I hope this will never happen.
Horses and cows were brought to the lake every day by the farmers, and occasionally the pigs would come by. I found it interesting that a certain form of fishing for sardines in the lake was done by women and children.
We rode out bicycles to Ojo de Agua, a spring with fresh cool water, great for swimming. (They allow camping!) Günter rode around Maderas volcano while I went half way and then explored the petroglyphs.
Frequent thunderstorms told us that the rainy season is just around the corner.
Our laundry bag got heavier and heavier, no chance to get it washed, because of the high humidity it would never get dry.
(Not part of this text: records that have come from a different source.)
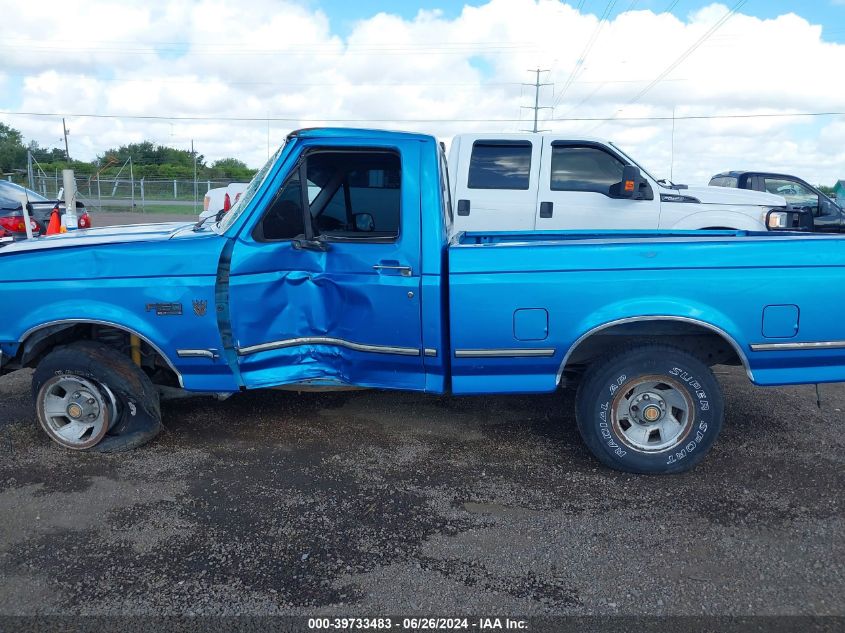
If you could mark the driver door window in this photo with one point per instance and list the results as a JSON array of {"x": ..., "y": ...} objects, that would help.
[
  {"x": 795, "y": 193},
  {"x": 351, "y": 195},
  {"x": 360, "y": 195}
]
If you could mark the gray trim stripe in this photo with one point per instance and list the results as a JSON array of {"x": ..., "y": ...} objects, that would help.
[
  {"x": 513, "y": 352},
  {"x": 196, "y": 353},
  {"x": 327, "y": 340},
  {"x": 774, "y": 347}
]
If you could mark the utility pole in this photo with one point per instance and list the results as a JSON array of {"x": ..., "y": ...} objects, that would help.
[
  {"x": 67, "y": 151},
  {"x": 537, "y": 107},
  {"x": 195, "y": 174}
]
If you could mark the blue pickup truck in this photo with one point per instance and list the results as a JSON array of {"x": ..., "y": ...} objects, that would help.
[{"x": 338, "y": 267}]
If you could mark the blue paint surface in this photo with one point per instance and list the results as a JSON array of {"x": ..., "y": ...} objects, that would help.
[{"x": 479, "y": 291}]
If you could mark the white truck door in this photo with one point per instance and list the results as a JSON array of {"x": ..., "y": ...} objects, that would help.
[
  {"x": 579, "y": 184},
  {"x": 496, "y": 182}
]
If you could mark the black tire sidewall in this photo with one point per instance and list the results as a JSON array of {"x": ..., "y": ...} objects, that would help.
[
  {"x": 139, "y": 415},
  {"x": 602, "y": 384}
]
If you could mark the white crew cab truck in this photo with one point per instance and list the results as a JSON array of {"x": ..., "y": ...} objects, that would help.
[{"x": 518, "y": 182}]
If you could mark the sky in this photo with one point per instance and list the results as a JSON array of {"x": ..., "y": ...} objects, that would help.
[{"x": 679, "y": 84}]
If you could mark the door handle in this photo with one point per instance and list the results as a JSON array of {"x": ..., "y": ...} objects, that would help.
[{"x": 405, "y": 271}]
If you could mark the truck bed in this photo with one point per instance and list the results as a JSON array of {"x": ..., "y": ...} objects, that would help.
[{"x": 546, "y": 291}]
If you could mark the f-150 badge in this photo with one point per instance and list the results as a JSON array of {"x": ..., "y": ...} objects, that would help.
[{"x": 165, "y": 309}]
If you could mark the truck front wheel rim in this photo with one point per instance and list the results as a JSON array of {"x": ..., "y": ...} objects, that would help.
[
  {"x": 76, "y": 412},
  {"x": 652, "y": 414}
]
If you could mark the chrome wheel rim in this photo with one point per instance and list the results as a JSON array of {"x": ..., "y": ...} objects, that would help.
[
  {"x": 652, "y": 414},
  {"x": 76, "y": 412}
]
So we checked in the iOverlander app and decided to go to a finca on the other side of the border, in Costa Rica. There – we knew – is a nice Swiss couple and a washing machine.
Recommended reading on Nicaragua:
The Jaguar Smile by Salman Rushdie
The country under my skin by Gioconda Belli
Blood of brothers by Stephen Kinzer
@Re: Camping on Playa Santa Domingo
There is a home made sign on the northern part of Playa Santo Domingo that says that you are prohibited from driving on the beach. We drove on to Playa Santa Cruz where there was access and no sign. This access is also used by locals that drive to the beach to swim and picnic. We talked to one farmer on horseback and asked if it was ok for us to park our camper on the beach and he told us ” of course, stay as long as you like”.